DISCLAIMER: all opinions in this column reflect view of the autor(s), not of Vocal Europe
A notorious hardline anti-Arab, Persian supremacist political party, named the ‘Pan-Persian Party’, has been receiving support from the Iranian regime to intensify its political activities in the Arab Ahwaz region of Iran to appeal to the many Persian settlers there, who live in ethnically homogenous settlements forbidden to the region’s Arab population.
Credible local sources in the Arab Ahwaz region, located in southwestern Iran, said that the party is trying to benefit from the presence of large numbers of Persian settlers there to boost its profile and attract new members. Local people who have been monitoring the party’s activities said that it has been distributing racist, anti-Arab hate literature, including a newspaper called “Ruling Nation”, with party members giving public speeches falsifying Ahwazi history and boasting of the racial purity and sanctity of the Persian race.

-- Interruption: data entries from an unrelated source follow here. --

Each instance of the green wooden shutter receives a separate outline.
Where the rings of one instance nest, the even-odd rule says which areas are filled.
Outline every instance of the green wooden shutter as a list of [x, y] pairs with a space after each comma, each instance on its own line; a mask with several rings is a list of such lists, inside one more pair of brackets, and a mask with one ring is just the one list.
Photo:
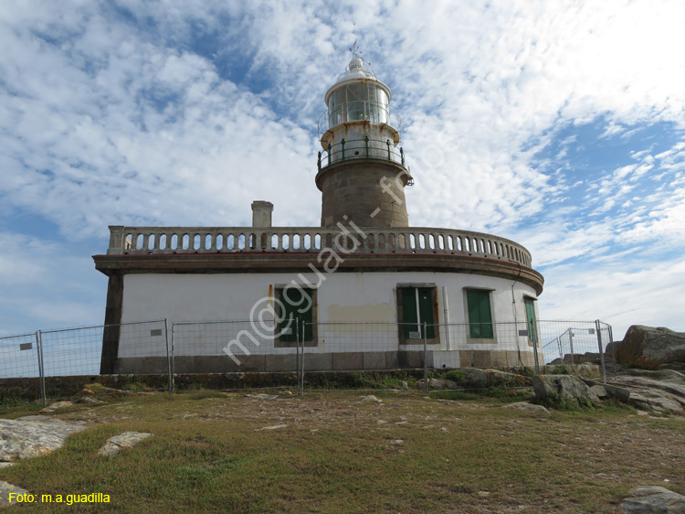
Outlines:
[[[415, 300], [416, 302], [416, 300]], [[433, 289], [421, 287], [418, 290], [418, 311], [421, 315], [421, 333], [423, 335], [424, 323], [426, 337], [433, 339], [436, 337], [435, 317], [433, 316]]]
[[416, 293], [414, 287], [400, 289], [402, 296], [402, 330], [405, 339], [409, 338], [409, 332], [418, 332], [418, 316], [416, 315]]
[[[302, 321], [306, 323], [302, 340], [313, 340], [314, 327], [311, 325], [313, 321], [313, 302], [311, 301], [311, 293], [305, 289], [290, 287], [286, 294], [281, 289], [279, 294], [279, 299], [284, 309], [283, 321], [280, 322], [280, 340], [286, 343], [296, 342], [298, 340], [298, 328], [300, 332], [302, 330]], [[305, 309], [305, 307], [307, 308]], [[288, 327], [289, 323], [290, 324], [290, 328], [291, 332], [290, 334], [282, 334], [283, 329]]]
[[531, 343], [538, 342], [538, 326], [535, 320], [535, 302], [532, 298], [524, 297], [523, 303], [526, 305], [526, 325], [528, 326], [528, 340]]
[[469, 308], [469, 329], [471, 337], [479, 339], [493, 338], [490, 291], [468, 289], [466, 297]]

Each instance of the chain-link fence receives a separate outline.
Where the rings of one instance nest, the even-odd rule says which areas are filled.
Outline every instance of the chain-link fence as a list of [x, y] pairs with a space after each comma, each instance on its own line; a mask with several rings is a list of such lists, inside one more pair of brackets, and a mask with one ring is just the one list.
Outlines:
[[[171, 375], [166, 321], [38, 330], [0, 338], [0, 404], [70, 396], [83, 380], [72, 377], [128, 374]], [[103, 369], [103, 368], [105, 368]], [[54, 379], [54, 380], [50, 380]], [[170, 380], [164, 389], [170, 389]], [[117, 385], [158, 389], [132, 378]]]
[[[139, 390], [301, 391], [311, 372], [413, 369], [427, 377], [429, 369], [441, 369], [526, 367], [540, 373], [545, 365], [578, 369], [596, 364], [606, 379], [614, 362], [606, 353], [611, 327], [598, 320], [286, 321], [174, 322], [167, 331], [167, 321], [156, 320], [2, 337], [0, 400], [19, 383], [25, 398], [39, 397], [44, 403], [46, 396], [68, 395], [68, 380], [46, 381], [65, 377], [124, 377], [116, 383], [125, 388], [134, 382]], [[157, 380], [142, 378], [151, 376]]]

The Pan-Persian Party’s activities don’t stop at speeches and the dissemination of hate literature, also extending to racist incitement against the indigenous Ahwazi Arab people, with party members demanding publicly that the regime step up its policy of forced displacement and ethnic cleansing of Arabs, and that it construct more ethnically homogenous settlements for Persian settlers, spread the Farsi language at the expense of the local people’s native tongue, Arabic (already proscribed by the regime), and oppose all manifestations of Arab identity.
The Pan-Persian Party’s headquarters in Ahwaz region, run by its Secretary-General, Zahra Safar Pur and his deputy Manouchehr Yazdi, are located in the Farhang Shahr neighbourhood of the eponymously named regional capital, Ahwaz, while the party has also opened another regional branch, also with the regime’s full approval, in the town of Abadan to the southwest of the capital.
The sources added that the party’s increasing visibility in the region at the present time, coinciding with the Persian settlers’ celebration of the ‘Nowruz’ New Year festival, is a sign of the regime’s fears over rising Arab awareness and support for Ahwazi freedom amongst the indigenous people of the region in the last decade.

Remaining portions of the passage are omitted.